Section 4. Patents and Copyrights
Brainstorm shall have no liability or obligation to the Customer hereunder for any patent or copyright infringement or claim thereof based upon any of the following:
- A particular use of the Software capabilities.
- The combination of the Software with other products not furnished by Brainstorm.
- Any addition to or modification of the Software made after installation by any person other than Brainstorm.
- Brainstorm furnishing to the Customer any technical service or applications assistance.
- Any software or other technology not claimed to be owned by Brainstorm. Brainstorm shall have no obligation for any costs incurred by the Customer without Brainstorm’s prior written authorization.
The provisions of this section state the sole, exclusive and entire liability of Brainstorm and the sole, exclusive and entire remedy of the Customer, with respect to any claim of patent or copyright infringement or the like with respect to the Software, and any part thereof.
Section 5. Term
This Agreement takes effect on the date on which the Quotation is accepted by the Customer and shall remain in effect unless terminated as provided herein. If the Customer shall fail to perform or be in breach of any of its obligations hereunder, Brainstorm may terminate this Agreement and the license granted hereunder, by giving writte n notice of termination to the Customer effective immediately upon its sending.
Within 5 days after any termination of this Agreement, the Customer shall, at Brainstorm’s election, deliver or destroy all Proprietary Material, including copies thereof, in its possession, custody or control, including information and data relating to the Software stored in any computer software or storage facility which for any reason cannot be delivered to Brainstorm or which may be detected in the future on backup media.
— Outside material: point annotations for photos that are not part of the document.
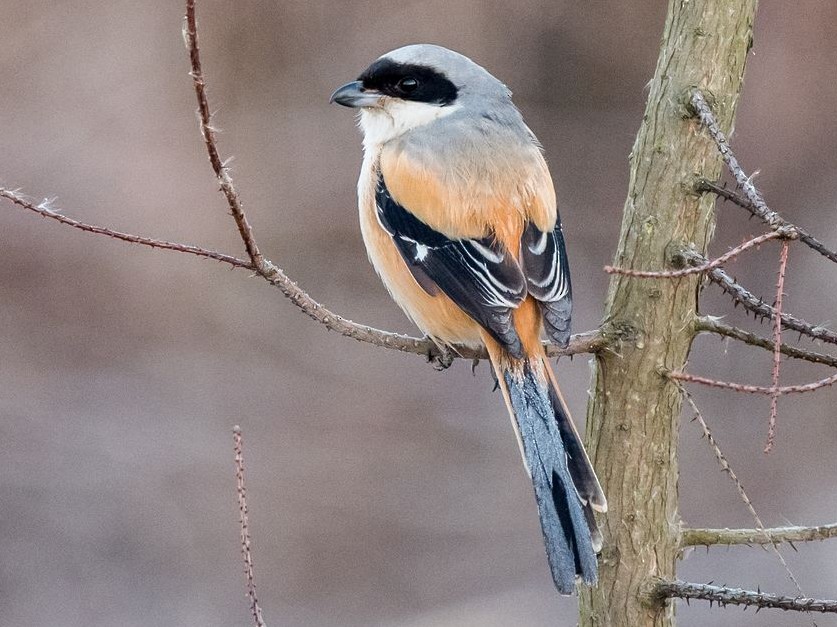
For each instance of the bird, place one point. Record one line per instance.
(459, 217)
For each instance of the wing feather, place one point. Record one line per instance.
(479, 275)
(543, 256)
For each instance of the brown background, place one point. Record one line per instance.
(381, 492)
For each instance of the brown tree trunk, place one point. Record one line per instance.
(633, 417)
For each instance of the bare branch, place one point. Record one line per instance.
(753, 389)
(709, 324)
(725, 467)
(736, 596)
(705, 267)
(46, 210)
(755, 304)
(777, 347)
(241, 491)
(804, 236)
(222, 173)
(707, 118)
(711, 537)
(589, 342)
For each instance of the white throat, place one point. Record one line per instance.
(396, 117)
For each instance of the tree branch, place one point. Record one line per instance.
(756, 305)
(222, 173)
(709, 324)
(589, 342)
(739, 487)
(710, 537)
(46, 210)
(709, 265)
(736, 596)
(707, 118)
(244, 521)
(805, 237)
(777, 347)
(754, 389)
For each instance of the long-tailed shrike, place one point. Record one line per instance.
(459, 217)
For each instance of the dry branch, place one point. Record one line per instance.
(739, 487)
(709, 324)
(707, 118)
(244, 520)
(736, 596)
(709, 265)
(46, 210)
(753, 389)
(753, 303)
(711, 537)
(777, 347)
(777, 220)
(208, 132)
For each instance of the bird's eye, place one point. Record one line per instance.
(407, 84)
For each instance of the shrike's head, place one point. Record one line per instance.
(417, 85)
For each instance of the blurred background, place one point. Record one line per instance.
(381, 491)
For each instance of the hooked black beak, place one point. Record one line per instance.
(354, 95)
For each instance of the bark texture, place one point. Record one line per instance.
(633, 417)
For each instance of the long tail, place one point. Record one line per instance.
(566, 488)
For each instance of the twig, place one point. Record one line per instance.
(709, 324)
(745, 182)
(754, 304)
(46, 210)
(710, 537)
(589, 342)
(241, 490)
(736, 596)
(777, 347)
(753, 389)
(725, 467)
(705, 267)
(778, 221)
(222, 173)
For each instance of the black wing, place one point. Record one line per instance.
(544, 259)
(476, 274)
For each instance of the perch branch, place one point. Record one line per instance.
(241, 491)
(708, 324)
(736, 596)
(805, 237)
(711, 537)
(273, 274)
(589, 342)
(705, 267)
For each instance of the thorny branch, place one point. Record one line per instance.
(705, 267)
(589, 342)
(756, 305)
(723, 462)
(777, 221)
(754, 389)
(736, 596)
(711, 537)
(777, 347)
(244, 520)
(709, 324)
(707, 118)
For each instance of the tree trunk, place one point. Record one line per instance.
(633, 417)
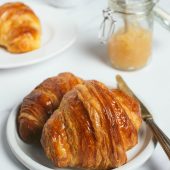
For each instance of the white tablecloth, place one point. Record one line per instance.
(89, 60)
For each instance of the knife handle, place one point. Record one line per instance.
(160, 136)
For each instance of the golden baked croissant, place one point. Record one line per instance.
(40, 104)
(20, 29)
(92, 128)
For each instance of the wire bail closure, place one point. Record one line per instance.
(107, 26)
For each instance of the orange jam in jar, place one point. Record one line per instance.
(127, 29)
(130, 48)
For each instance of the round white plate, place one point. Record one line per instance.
(34, 158)
(58, 33)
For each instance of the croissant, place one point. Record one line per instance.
(92, 128)
(20, 29)
(37, 107)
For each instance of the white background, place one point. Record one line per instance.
(88, 59)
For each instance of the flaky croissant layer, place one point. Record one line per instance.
(20, 28)
(92, 128)
(37, 106)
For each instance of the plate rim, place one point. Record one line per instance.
(31, 164)
(66, 44)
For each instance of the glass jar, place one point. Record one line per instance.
(129, 26)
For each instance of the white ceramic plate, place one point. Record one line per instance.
(58, 33)
(34, 158)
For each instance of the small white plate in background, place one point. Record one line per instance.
(58, 33)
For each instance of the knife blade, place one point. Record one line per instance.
(147, 117)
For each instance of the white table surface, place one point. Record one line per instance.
(86, 58)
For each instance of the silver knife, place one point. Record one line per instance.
(147, 117)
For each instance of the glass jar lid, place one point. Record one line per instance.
(134, 7)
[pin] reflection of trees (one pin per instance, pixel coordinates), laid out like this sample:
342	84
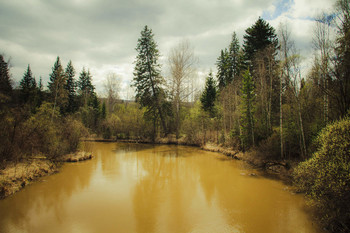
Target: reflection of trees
156	189
166	187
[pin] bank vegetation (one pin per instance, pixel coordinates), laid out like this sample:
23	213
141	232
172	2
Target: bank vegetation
258	100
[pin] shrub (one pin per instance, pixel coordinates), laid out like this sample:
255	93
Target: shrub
325	177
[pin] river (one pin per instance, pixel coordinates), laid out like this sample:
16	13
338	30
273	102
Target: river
161	188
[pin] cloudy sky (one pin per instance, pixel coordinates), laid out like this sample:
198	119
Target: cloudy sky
101	35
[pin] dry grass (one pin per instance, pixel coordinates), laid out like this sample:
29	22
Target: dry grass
17	175
76	157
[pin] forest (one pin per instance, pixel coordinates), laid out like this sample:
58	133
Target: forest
257	99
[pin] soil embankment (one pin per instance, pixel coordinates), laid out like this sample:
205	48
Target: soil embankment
16	176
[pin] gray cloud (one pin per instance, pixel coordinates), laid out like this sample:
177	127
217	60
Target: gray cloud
102	34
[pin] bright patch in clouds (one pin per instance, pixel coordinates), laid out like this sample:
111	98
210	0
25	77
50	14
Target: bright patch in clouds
102	35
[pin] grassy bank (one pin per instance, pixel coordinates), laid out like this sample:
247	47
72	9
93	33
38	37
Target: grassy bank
17	175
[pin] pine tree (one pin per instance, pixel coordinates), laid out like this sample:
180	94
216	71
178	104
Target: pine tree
235	58
85	87
57	84
71	87
28	87
5	80
229	63
258	37
147	78
247	121
223	66
209	95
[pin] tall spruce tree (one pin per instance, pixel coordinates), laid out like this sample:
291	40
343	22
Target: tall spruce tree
209	95
85	87
71	88
57	84
235	58
223	66
229	63
5	80
248	108
147	78
28	89
258	37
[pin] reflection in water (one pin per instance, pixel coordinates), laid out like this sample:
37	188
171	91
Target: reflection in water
146	188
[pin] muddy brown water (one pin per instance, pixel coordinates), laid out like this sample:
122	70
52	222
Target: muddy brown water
162	188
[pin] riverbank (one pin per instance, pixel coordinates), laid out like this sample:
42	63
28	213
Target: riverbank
279	169
17	175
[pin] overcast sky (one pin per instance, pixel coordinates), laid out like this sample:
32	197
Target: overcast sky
101	35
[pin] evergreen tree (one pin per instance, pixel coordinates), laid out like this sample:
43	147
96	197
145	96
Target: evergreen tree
235	58
209	94
5	80
28	87
85	87
229	63
71	87
147	78
103	110
57	84
258	37
223	67
247	120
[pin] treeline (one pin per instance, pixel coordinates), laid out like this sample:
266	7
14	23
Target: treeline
259	96
48	122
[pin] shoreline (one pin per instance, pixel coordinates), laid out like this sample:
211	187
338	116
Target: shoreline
17	175
272	168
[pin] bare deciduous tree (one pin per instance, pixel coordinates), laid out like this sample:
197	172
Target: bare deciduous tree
182	67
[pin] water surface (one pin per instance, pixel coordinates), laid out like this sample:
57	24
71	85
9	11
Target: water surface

Section 6. Support Services
Brainstorm will provide (or arrange to be provided) to the Customer the Support Services specified in the Quotation. Brainstorm may increase the support charges hereunder for an upcoming one (1) year renewal term, in accordance with Brainstorm’s then published list prices for Support Services, provided Brainstorm gives written notice to Customer not less than thirty (30) days prior to the end of the then-current term. Payments are due and Brainstorm will invoice annually in advance.
Brainstorm does not offer support for software running on non-certified systems. If the Customer has purchased a Support Services Contract, Brainstorm will attempt to answer the Customer’s questions relating to the software application where Brainstorm is able to duplicate the issue on a certified hardware configuration.
For Edison PRO customers, Brainstorm offers a free-of-charge web-based support scheme as standard support, accessible from the Support Site or the Brainstorm Users Blog. Such customers can also contract Brainstorm Customer Support Services for Edison PRO as a separate item, based on the then published list prices and conditions for Support Services.
Section 7. General
This Agreement sets forth the entire agreement and understanding of the parties with respect to the subject matter hereof, and supersedes all prior oral and written agreements and understandings relating thereto. This agreement shall be governed by and construed in accordance with the Laws of Madrid, Spain.